Grabbing someone and throwing him to the ground in football: part of the game. Grabbing someone and throwing him to the ground in baseball or basketball: an infraction. (Frowned upon and subject to severe penalties if the perp is not sufficiently famous.)
I once thought that the final word in the phrase "It's not cricket" was an adjective, with some meaning of "proper and gentlemanly to do"; I believe nearly all Americans have the same idea. It is of course a noun, and the phrase means "Well, that may work, but when you do it, don'tcha know, you are not playing cricket." Oddly enough, the principle would apply equally to any formalized game.
And then he gets out of rehab and forgets how to lip-synch and can't keep up with his back-up dancers. And doesn't look as good as he used to in fishnets.
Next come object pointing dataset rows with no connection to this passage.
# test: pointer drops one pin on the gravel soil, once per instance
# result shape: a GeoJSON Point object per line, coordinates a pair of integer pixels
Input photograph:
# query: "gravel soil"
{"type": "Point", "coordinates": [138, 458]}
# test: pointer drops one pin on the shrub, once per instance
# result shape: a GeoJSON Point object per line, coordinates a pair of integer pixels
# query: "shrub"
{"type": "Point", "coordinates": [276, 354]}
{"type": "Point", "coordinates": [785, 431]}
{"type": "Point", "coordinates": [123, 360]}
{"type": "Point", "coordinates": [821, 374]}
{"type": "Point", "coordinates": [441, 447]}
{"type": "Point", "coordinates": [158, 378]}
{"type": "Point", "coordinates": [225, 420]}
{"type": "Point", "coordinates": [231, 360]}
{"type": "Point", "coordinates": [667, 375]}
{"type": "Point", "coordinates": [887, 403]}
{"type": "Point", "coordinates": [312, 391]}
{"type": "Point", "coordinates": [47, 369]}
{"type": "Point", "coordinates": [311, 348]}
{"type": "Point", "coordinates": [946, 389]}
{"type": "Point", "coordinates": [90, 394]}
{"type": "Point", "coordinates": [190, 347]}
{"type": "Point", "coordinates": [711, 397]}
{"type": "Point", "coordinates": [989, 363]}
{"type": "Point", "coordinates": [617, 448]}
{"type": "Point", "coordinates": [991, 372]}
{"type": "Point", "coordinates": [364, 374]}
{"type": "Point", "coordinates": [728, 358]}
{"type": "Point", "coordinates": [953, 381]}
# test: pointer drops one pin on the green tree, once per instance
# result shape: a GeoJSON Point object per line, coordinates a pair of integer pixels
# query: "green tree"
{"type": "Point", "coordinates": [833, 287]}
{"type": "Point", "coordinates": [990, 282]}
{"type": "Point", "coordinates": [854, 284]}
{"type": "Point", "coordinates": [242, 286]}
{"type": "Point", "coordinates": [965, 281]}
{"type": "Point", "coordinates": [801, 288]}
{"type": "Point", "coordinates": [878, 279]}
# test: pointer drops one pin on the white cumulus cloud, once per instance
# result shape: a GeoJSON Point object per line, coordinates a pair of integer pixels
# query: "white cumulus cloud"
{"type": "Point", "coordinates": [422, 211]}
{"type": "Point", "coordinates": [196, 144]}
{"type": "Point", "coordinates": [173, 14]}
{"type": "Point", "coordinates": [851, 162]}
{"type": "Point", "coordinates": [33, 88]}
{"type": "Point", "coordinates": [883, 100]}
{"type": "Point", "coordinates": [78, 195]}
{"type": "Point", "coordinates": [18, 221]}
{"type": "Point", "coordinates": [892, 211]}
Wait. Who are we talking about again?
Posted at Mountain Philosopher:
Doghouse Riley is an irascible, aged Hoosier with wicked, literate, funny-as-hell acid in his pen. He posts on a wide variety of socio/poli/cultural issues as well as mockingly complaining about his wife henpecking him to complete home improvement projects.
He nails the Belichick spy story in my opinion.
One of the many reasons I find football uninteresting (one of them is the fact that, while a game may take from around 1:00 PM to around 4:15 PM to play out the "one hour clock", studies find only 12.5 minutes of football is played in that 3+ hour period...take a stopwatch and time it yourself) is that cheating is an integral part of the game. Why do they have so many referees running around the field? Because the players cheat constantly. Why do they have so many penalties during a game? Because players cheat constantly. Jumping offsides is usually an accident, but they grab jerseys when they block on purpose. They do anything and everything to win the game, and that, my friends, is the "principle" we are told to admire. Win at all costs, and cheat if you can get away with it. The funny thing is that football is often held up as a moral role model. Players run around talking about their relationship with Sweet Jesus of the Forward Pass.
Football is an ethical morass and it is all about money. I don't give a crap about football, but the game is filled with constant cheating, so I don't see what the big deal is with what the Patriots did. It's a natural extension of the way the game is played. I understand those performance enhancing drugs they all take are against the rules, too. Yeah, right.